Author Susan Reifer Photography Dave Lauridsen
DAY ONE / Whistler and Blackcomb reward early birds. You wake before 7 after a restful night in front of a flickering fire at the Fairmont Chateau Whistler.
The chateau, a modern take on Canadian Pacific’s grand railway hotels, delivers plush comforts and superb yet un-snooty service amid a décor of Canadian folk art and antiques. Best of all, it’s mere feet from the slopes. Last night, you checked in to the exclusive (and newly redecorated) Fairmont Gold hotel-within-a-hotel. Pad down the hall in your jammies to the clubby Fairmont Gold lounge for some coffee and juice before checking the day’s weather report.

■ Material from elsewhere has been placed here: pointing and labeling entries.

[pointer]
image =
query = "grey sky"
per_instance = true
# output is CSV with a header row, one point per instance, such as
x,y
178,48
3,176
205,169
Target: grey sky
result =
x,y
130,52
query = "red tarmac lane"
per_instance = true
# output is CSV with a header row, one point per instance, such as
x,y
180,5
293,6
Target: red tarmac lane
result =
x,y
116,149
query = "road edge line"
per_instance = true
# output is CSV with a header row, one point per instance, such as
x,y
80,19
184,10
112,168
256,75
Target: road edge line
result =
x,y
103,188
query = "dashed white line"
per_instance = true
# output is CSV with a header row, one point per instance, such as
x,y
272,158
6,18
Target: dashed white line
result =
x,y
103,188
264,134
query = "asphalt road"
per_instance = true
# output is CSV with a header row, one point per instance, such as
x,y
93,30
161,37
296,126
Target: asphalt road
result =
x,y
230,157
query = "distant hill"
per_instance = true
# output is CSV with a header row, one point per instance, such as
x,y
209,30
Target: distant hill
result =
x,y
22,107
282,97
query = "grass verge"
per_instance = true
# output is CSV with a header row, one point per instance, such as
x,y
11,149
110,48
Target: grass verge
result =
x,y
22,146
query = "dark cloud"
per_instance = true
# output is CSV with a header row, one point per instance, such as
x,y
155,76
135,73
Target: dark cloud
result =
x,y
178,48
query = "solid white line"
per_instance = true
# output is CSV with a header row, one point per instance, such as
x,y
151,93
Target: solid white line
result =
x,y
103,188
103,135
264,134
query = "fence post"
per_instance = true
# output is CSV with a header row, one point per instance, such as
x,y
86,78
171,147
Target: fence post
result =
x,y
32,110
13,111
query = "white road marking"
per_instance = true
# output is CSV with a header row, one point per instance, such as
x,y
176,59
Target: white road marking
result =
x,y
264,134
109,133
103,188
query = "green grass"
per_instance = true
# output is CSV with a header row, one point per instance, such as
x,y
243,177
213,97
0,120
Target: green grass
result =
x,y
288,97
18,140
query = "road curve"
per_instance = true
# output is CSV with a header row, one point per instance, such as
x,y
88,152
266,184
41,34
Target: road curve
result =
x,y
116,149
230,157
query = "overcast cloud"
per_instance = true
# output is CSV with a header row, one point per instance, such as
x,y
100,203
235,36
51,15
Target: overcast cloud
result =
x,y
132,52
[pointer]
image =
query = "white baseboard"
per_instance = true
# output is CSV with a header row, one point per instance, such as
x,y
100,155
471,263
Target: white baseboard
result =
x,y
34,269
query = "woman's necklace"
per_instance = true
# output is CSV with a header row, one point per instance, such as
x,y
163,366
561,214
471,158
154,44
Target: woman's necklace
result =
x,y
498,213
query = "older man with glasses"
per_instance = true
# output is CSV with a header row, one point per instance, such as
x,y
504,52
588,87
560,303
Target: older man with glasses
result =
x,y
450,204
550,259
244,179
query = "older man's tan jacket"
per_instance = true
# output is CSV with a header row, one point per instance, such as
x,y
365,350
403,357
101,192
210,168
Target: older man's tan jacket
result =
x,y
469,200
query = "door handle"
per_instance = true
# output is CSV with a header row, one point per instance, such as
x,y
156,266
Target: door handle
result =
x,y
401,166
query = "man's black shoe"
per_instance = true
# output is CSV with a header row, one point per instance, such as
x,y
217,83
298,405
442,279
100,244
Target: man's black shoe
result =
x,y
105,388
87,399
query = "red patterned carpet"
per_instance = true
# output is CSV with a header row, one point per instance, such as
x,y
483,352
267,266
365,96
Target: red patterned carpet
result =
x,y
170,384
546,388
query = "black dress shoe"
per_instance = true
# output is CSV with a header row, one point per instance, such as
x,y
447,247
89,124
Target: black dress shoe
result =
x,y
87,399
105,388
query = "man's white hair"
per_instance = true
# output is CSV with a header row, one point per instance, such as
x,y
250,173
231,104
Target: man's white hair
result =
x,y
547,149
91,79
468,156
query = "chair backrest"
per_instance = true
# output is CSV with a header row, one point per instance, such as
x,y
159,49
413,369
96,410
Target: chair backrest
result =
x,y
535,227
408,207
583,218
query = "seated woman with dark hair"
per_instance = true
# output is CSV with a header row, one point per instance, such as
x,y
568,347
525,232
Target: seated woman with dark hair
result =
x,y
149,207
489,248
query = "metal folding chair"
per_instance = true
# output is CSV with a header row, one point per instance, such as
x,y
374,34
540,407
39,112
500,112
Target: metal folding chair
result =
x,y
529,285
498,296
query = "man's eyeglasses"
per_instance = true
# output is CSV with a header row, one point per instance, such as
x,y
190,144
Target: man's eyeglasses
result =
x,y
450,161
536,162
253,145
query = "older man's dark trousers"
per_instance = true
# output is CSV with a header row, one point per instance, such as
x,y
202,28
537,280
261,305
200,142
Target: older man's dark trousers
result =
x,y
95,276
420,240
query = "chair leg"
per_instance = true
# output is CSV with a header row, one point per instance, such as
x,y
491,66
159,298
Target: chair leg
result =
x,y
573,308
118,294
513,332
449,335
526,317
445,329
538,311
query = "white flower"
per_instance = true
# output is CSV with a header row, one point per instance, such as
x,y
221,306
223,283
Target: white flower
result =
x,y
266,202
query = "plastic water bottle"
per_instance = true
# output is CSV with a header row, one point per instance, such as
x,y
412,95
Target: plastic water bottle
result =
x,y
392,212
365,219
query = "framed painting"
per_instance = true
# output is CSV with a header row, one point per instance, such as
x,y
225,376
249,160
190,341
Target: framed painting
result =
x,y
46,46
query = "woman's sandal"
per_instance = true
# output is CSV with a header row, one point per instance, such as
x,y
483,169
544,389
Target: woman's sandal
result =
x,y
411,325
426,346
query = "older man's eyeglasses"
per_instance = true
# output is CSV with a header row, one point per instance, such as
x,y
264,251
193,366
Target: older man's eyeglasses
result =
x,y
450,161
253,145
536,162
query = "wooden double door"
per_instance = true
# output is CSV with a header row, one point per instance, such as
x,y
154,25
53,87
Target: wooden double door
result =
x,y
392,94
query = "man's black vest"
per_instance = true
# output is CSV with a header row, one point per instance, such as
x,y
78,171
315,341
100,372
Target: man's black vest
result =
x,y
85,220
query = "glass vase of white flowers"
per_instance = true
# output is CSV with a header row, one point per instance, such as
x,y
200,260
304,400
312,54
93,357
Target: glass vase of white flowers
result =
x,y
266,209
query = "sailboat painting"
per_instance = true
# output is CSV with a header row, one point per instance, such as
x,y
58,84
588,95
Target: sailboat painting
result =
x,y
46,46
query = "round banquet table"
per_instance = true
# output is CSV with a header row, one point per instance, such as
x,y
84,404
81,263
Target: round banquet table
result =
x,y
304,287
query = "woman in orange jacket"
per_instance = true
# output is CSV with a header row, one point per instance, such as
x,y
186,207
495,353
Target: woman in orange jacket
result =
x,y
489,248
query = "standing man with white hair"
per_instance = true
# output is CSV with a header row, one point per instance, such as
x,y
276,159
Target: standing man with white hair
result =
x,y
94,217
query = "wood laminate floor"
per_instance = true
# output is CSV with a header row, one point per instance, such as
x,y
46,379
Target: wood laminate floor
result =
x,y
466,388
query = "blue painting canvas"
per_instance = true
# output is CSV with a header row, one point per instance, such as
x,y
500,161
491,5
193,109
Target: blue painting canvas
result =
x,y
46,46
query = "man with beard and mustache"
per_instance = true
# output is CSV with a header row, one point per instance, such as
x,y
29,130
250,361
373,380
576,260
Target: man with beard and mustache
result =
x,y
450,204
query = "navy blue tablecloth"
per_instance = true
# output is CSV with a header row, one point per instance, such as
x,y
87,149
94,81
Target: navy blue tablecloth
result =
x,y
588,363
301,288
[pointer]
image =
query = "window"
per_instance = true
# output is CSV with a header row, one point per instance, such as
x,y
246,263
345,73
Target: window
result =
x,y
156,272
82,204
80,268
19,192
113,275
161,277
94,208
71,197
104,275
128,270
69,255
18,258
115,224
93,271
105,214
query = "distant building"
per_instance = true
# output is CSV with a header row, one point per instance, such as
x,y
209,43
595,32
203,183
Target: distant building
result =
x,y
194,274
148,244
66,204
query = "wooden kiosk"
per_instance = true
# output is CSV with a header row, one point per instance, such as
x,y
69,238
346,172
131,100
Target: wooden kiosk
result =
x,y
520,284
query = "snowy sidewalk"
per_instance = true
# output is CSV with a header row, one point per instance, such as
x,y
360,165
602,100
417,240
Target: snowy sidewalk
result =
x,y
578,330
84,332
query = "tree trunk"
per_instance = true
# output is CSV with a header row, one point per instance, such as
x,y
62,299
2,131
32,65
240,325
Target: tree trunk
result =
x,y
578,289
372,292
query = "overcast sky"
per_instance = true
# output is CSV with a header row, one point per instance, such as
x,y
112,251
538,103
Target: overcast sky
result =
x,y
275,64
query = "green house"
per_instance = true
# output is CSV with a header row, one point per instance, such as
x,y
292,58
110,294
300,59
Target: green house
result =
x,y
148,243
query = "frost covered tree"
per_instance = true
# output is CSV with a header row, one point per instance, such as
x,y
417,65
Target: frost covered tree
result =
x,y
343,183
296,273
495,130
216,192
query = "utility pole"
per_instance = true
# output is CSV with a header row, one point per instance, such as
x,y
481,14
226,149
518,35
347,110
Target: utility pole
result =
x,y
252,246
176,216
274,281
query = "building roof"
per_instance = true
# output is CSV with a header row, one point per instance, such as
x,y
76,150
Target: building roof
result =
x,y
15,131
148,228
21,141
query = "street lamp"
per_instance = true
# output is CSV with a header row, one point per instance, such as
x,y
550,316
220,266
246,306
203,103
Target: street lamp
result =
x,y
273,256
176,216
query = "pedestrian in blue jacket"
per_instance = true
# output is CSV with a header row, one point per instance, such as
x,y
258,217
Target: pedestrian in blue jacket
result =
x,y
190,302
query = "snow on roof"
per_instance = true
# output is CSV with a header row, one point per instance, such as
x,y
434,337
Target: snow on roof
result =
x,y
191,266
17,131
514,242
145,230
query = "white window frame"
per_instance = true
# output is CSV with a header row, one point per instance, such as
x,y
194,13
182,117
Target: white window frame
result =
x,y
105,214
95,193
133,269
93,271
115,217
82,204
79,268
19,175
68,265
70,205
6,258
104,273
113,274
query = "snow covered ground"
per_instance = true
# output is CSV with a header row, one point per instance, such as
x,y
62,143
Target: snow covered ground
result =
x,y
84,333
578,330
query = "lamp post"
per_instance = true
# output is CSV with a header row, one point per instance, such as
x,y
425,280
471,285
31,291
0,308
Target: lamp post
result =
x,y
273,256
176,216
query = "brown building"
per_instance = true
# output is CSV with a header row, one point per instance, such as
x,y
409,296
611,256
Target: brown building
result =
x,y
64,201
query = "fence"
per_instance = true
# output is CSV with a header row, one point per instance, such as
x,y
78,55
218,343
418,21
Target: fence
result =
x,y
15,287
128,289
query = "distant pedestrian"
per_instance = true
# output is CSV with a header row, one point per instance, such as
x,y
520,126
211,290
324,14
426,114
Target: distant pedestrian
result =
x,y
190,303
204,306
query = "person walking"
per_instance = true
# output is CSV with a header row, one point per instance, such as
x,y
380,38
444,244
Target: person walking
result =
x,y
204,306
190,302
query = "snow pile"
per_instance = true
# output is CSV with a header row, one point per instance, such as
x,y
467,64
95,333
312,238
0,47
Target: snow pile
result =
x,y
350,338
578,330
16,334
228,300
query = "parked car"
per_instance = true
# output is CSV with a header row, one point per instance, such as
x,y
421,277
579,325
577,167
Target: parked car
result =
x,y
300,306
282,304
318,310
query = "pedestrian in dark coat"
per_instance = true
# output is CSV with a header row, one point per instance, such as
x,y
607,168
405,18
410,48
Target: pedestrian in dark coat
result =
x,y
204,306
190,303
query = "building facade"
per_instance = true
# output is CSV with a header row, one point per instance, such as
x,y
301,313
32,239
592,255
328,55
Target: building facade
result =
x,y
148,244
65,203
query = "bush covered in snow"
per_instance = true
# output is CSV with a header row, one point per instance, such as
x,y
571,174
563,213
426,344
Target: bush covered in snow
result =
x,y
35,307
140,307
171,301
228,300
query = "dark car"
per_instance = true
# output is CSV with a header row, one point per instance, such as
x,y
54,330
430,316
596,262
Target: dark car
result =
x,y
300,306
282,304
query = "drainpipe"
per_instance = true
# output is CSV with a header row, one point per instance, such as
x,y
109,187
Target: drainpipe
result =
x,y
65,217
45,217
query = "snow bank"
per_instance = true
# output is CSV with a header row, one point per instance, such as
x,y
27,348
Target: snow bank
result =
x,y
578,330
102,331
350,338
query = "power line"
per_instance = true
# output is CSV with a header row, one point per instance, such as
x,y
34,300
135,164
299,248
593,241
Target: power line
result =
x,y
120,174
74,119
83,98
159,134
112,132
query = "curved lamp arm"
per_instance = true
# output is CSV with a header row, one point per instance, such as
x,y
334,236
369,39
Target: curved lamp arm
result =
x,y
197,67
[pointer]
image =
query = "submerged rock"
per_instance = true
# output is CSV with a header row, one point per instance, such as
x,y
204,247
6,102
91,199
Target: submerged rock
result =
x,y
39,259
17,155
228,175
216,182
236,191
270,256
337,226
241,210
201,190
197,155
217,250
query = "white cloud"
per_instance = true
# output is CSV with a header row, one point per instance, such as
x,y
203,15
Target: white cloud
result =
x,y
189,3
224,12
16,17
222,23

Whistler’s weather can vary wildly from valley floor to summit. Even if it’s misty outside the hotel, there may be fresh powder or perhaps even sun on top. Dress in layers and head for breakfast at Ciao-Thyme Bistro, a tiny, open-kitchen café devoted to creating epicurean experiences from regional, seasonal, and organic ingredients. Try the smoked-salmon omelet with brie and asparagus or the eggs Benedict trio with rosemary hash browns.
Gear up at the chateau’s slopeside ski room, and then walk the few yards to Blackcomb’s Wizard Express. Unless you are a rank beginner, head all the way up the mountain before starting back down, connecting from Wizard to the Solar Coaster Express. As you get off Solar, glide straight ahead to the information shack to see what’s been groomed. Whistler-Blackcomb manicures 1,200 acres from peak to valley every night, so start with warm-up laps wherever there is corduroy.
The best way to experience Blackcomb is to ski or ride it in sections, exploring runs off one lift before switching lifts. Begin with a few laps down Solar Coaster’s rolling, open boulevards. When the light-board at the top of Solar indicates Seventh Heaven is open, take a few laps there.
When it’s time for a snack, find your way to Crystal Hut, a cozy log cabin famous for its giant, made-to-order Belgian waffles topped with fresh whipped cream, blueberries, strawberries, chocolate chips, and maple syrup. As you wipe the whipped cream from your nose, check the weather. If it’s snowy or foggy, stay midmountain on the tree-flanked runs below Crystal Hut, taking laps on the one-two combo of Excelerator Chair and Crystal Chair. Explore runs like Ridge Runner (an intermediate favorite) or Arthur’s Choice, Outer Limits, and Rider’s Revenge (for experts). If it’s clear, take Glacier Express and the Showcase T-bar to the top and follow the short boot-pack hike to the entrance of Blackcomb
Glacier, a vast and majestic alpine arena that is part of
British Columbia’s Parks system. Intermediates can glide right down the center of the basin; experts can try Blow Hole and Surf’s Up but should watch for cliff bands.
At 1 p.m., make your way to the Rendezvous Lodge, where you have a reservation at Christine’s. Sip a crisp B.C. Pinot Gris or a Canadian pilsner, gaze at the craggy white views, and choose between the spinach and goat cheese salad with Skidegate salmon or the Tuscan portobello ciabatta.
After lunch, glide down to the chateau, switch into warm, dry shoes and gloves, and then take the free Fairmont shuttle bus to the Village Loop. Follow the signs to Ziptrek Ecotours, where you have a reservation for your 3 o’clock Zipline adventure. Ziptrek harnesses its guests to pulleys that glide along steel cables suspended over the rushing creek that divides Whistler and Blackcomb mountains. The tour’s few minutes of adrenaline rush are interspersed with several hours of peaceful and informative walks among the treetops.
For some après-ski revelry, head to the Dubh Linn Gate Old Irish Pub for pints of Guinness and foot-tapping to live Celtic music. Then it’s a short wander to My Foot Reflexology for a revitalizing Singapore-style foot massage.
After a quick change, ask the Fairmont shuttle to drop you at the Whistler Outdoor Centre, where a sleigh pulled by Belgian draft horses takes you for a jingle-bell ride over the river, through the woods, and along the shores of Green Lake to the Edgewater Lodge. It’s better than Grandma’s house, by far. Executive chef Thomas Piekarski fuses Pacific Northwest and high Swiss culinary styles for specialties like pan-seared Camembert with black fig mousse and mango chutney. For entrées, organic venison is the specialty of the house. The candlelit, lakefront dining room’s big views are a perfect end to a very big day.